On March 6, immediately after the Russian Federation began its military action against Ukraine, I issued a personal statement. In it, I said that historians are all about “the big picture”, which it takes a fact-based perspective to understand. The historian must not succumb to outside pressure to issue hasty condemnations of the actions of certain public figures or political leaders.
On the latter count, my position has not changed. That said, I do have some preliminary conclusions to offer about our new reality.
Both in Russia and in Ukraine, Orthodoxy has come to be perceived as a philosophy of opposition to civil society.

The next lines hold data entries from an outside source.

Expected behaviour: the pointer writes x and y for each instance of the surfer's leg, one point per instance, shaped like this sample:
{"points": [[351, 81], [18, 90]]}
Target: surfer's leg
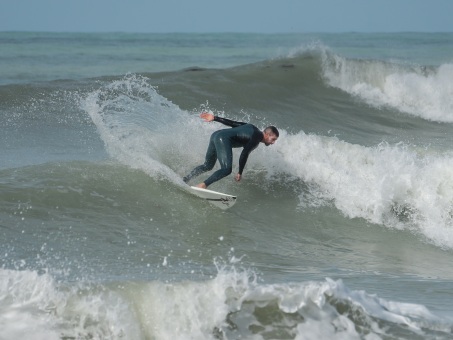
{"points": [[225, 157], [210, 159]]}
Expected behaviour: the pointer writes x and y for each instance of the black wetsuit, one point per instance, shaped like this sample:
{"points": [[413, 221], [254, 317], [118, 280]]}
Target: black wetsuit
{"points": [[220, 147]]}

This has to do with the historical entanglement of Orthodoxy and Empire and the ambivalent relationship between the two.
The recent past shows that when the Church is integrated into the apparatus of Empire, it has to “pay the empire’s dues” when the latter ceases to exist. Therefore, the frontier of the conflict now is about Russia, as an empire, not ceasing to exist and becoming a self-sufficient civilization in a system of moral and ethical values in which Orthodoxy would occupy an important place. The fact that the majority of citizens of the Russian Federation support the domestic and foreign policies pursued by President Putin is an impressive fact for understanding the processes taking place there.
The collectivist ideology currently preached in Russia has its strengths, in that it consolidates society and strengthens the position of the Church. But it also has serious shortcomings: the absence of dialogue and de facto rejection of the system of “checks and balances”, without which a state can devolve into tyranny.
All the Ecumenical Councils took place in the Eastern Roman Empire. Our whole way of life is imbued with Byzantium. But the world has changed, and in this, Russia is no exception. Under these conditions, the first three centuries of Church history, when Christians lived in a non-Christian society, might serve as a more promising point of reference for us in seeking answers to the challenges of our times than the imperial period of the history of the Church.
We live in interesting times. On the one hand, the Russian Church Abroad now finds itself in the shoes of the Moscow Patriarchate parishes during the Cold War. (Metropolitan Anthony of Sourozh never ceased liturgical commemoration of the Moscow Patriarch in London.) On the other hand, in canonical terms, the Ukrainian Orthodox Church has gone over to the position that the ROCOR was in at the time. As long as we continue to be called the “Church of Russia”, this new reality can help us to take a more responsible attitude to what is happening in Russia: on the one hand, maintaining a spiritual connection with the Mother Church and on the other, beginning a thoughtful, conciliar conversation within the Russian Orthodox Church outside of Russia about the times in which God has led us to live.